Sinervo a commencé à s’intéresser à la disparition des lézards après avoir remarqué une évolution évidente au cours d’un travail de terrain en France. Il a détecté cette tendance inquiétante à disparaître des lézards en compagnie de chercheurs français, Jean Clobert et Benoît Heulin, lors du suivi de populations déjà bien étudiées. Troublés par leur découverte, ils ont contacté des collègues du monde entier, Jack Sites et Donald Miles aux États-Unis, Fausto Méndez-de-la-Cruz au Mexique et Carlos Frederico Duarte Rocha au Brésil, ce qui lancé une collaboration globale.
« Ce travail est un bel exemple de science interdisciplinaire et de collaboration internationale, utilisant des méthodes et des données de toute une gamme de disciplines scientifiques pour améliorer la confiance dans la prédiction des effets biologiques du changement climatique actuel. Il montre notamment combien les relevés et la recherche sur le long terme sont cruciaux pour comprendre les changements écologiques » ajoute Andrew Sugden, rédacteur en chef pour l’international à Science.
« Nous n’aurions jamais pu faire cela sans certains outils gratuits en ligne tels que Google Scholar et Google Earth » note Sinervo. « Cela nous a pris un certain temps pour définir les termes de recherche appropriés. Mais une fois cela réalisé, nous sommes tombés sur des études clé. J’ai été surpris de la rapidité avec laquelle les chercheurs ont commencé à nous envoyer leur données… C’est pourtant ce qui s’est produit : lorsque des scientifiques voient un problème, avec des données mondiales à l’appui, ils se regroupent ».
Pour affiner leur modèle avec cette surprenante source de données mondiales, Sinervo et ses collègues ont utilisé un petit appareil électronique qui mime la température corporelle d’un lézard s’exposant au soleil. Ils ont placé de tels appareils thermiques pendant quatre mois dans des endroits ensoleillés où les lézards sont encore nombreux et d’autres où ils ont presque disparu.
« Il y a des moments dans la journée où les lézards ne peuvent sortir et doivent se replier vers des endroits plus frais » indique Sinervo. « Lorsqu’ils ne sont pas dehors, les lézards ne sont pas non plus en quête de nourriture. Nous avons donc évalué combien d’heures dans la journée les lézards pouvaient être refoulés par le soleil à différents endroits. Puis nous avons pu paramétrer notre modèle global. » Pour les auteurs de l’étude, qui militent pour une vraie reconnaissance de ces lézards et de l’importance de leur rôle dans le réseau alimentaire du globe, ces découvertes sont à la fois « navrantes et écoeurantes ». Pourtant, disent-ils, il reste un espoir pour les lézards sur Terre.
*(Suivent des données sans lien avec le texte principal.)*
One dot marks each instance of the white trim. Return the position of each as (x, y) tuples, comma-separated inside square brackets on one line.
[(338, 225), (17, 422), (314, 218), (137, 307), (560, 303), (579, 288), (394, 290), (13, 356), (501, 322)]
« Si les gouvernements du monde entier peuvent mettre en oeuvre un changement concerté pour limiter nos émissions de dioxyde de carbone, alors nous pourrons infléchir la courbe et maintenir un niveau d’extinction égal à celui du scénario de 2050 » conclut Sinervo. « Mais il faut pour cela un effort mondial… Je ne veux pas dire un jour à mes enfants que nous avons eu une chance de sauver ces lézards mais que nous ne l’avons pas fait. Je ferai de mon mieux pour les sauver tant que cela m’est possible ».